What the science does consistently show is that high-severity wildfire produces significant, long-lasting declines in the biomass and diversity of soil microbial communities, and these declines can persist for a decade or more. Fungi suffer disproportionately, and their loss carries particular consequences for forest recovery: the ectomycorrhizal fungi that young conifer trees depend on for establishment decline sharply after severe fire, creating conditions in which natural regeneration may be slowed or impaired. Meanwhile, heat-tolerant, “fire-loving” pyrophilous bacteria increase and become dominant members of the microbial community following fire.
The Consequences Run Deep
When soil communities are disrupted, the processes they sustain—nutrient cycling, decomposition, carbon storage, water regulation—are disrupted too. A forest recovering from severe wildfire is not just a forest without trees; it is a forest with a compromised underground system, struggling to perform the basic functions that make regeneration possible.
Recovery does happen. Organisms move in from unburned surrounding areas, and soil communities gradually rebuild. But full recovery can take many decades, and as wildfires become more frequent and more severe, the time available to recover between disturbances shrinks. Forests of different ages support different soil communities; old-growth forests harbour organisms not found in younger stands. Maintaining the full diversity of belowground life therefore requires maintaining forests across a range of ages, which is something that becomes harder as both wildfires and industrial harvesting promote younger, more uniform forests.
Protecting the Invisible
The SCCA’s mandate is to preserve and restore biodiversity, and that biodiversity extends well below the surface. The organisms living underground, most of them invisible to us, are what make so much of the visible life above possible.

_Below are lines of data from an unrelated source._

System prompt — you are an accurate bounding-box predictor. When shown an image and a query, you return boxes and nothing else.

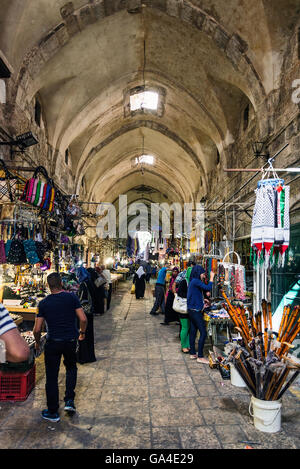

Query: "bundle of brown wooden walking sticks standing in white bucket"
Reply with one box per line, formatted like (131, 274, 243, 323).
(222, 292, 300, 401)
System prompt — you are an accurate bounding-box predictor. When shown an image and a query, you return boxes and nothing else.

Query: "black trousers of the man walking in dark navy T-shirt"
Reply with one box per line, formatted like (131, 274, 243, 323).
(45, 340, 77, 413)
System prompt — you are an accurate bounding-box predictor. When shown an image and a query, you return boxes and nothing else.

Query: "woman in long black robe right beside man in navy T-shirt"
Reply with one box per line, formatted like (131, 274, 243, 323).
(77, 267, 96, 364)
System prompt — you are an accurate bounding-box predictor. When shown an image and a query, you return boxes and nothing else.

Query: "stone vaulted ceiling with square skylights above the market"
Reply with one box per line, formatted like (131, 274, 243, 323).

Research in this area is moving quickly. DNA sequencing technologies are giving scientists an unprecedented ability to identify which soil organisms are present, how communities shift after disturbance, and what those shifts mean for forest function. These same tools are beginning to inform practical restoration approaches, helping land managers evaluate whether interventions like introducing beneficial microorganisms or amending soils with organic matter can meaningfully accelerate recovery after wildfire.
The more we understand and value the life beneath our feet—the bacteria cycling nitrogen, the fungi connecting trees, the invertebrates aerating and enriching the soil—the better equipped we are, as communities, land managers, and stewards, to protect it.